Reputation: 11100
I need to replace German Umlauts (Ä, ä, Ö, ö, Ü, ü, ß) with their two-letter equivalents (Ae, ae, Oe, oe, Ue, ue, ss).
Currently, I have this function, but the string's length changes:
def _translate_umlauts(s):
"""Translate a string into ASCII.
This Umlaut translation comes from http://stackoverflow.com/a/2400577/152439
"""
trans = {"\xe4" : "ae"} # and more ...
patt = re.compile("|".join(trans.keys()))
return patt.sub(lambda x: trans[x.group()], s)

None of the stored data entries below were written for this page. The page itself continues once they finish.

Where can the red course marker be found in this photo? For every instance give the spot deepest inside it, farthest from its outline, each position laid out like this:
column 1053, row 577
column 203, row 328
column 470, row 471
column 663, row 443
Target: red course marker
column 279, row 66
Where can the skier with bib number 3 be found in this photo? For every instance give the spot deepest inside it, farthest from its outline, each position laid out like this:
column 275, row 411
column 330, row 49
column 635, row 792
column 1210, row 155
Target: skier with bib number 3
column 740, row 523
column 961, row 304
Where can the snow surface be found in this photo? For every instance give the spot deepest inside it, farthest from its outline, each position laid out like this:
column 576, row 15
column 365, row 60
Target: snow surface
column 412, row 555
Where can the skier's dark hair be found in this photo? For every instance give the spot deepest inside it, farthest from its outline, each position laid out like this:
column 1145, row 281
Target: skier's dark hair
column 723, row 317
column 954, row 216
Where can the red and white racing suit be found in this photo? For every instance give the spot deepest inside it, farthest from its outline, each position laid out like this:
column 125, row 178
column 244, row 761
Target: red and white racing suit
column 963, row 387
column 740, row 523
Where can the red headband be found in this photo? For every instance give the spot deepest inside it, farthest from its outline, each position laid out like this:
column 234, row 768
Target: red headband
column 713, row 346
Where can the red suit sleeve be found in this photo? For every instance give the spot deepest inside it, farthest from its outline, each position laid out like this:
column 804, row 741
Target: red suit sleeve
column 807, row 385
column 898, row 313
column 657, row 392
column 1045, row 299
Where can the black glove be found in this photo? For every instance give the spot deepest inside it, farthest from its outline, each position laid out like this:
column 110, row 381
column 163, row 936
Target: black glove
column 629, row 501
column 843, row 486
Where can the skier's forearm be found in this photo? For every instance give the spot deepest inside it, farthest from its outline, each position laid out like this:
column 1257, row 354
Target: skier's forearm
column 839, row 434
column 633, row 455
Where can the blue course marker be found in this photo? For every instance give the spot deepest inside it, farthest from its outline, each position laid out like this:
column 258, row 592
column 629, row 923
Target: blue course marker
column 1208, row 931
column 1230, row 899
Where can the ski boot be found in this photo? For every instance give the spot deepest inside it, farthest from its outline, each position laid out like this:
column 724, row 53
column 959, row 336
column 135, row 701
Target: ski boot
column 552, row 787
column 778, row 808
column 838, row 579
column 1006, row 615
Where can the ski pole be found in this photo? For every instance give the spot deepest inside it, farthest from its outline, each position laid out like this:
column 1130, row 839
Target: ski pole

However, I have the requirement that the string's total length should not change. For example, Mär should become Mae.
Any help in deriving the appropriate solution (regex?) is greatly appreciated :)
Upvotes: 1
Views: 1589
Reputation: 177971
Just truncate back to the original string length:
return patt.sub(lambda x: trans[x.group()], s)[:len(s)]
Upvotes: 1
Reputation: 338326
... the string's total length should not change.
Well, that's an odd requirement, but
patt = re.compile("([" + "".join(trans.keys()) + "]).")
Note that this will not replace the umlaut if it is the last character in the string. For obvious reasons this would change the string length.
Upvotes: 1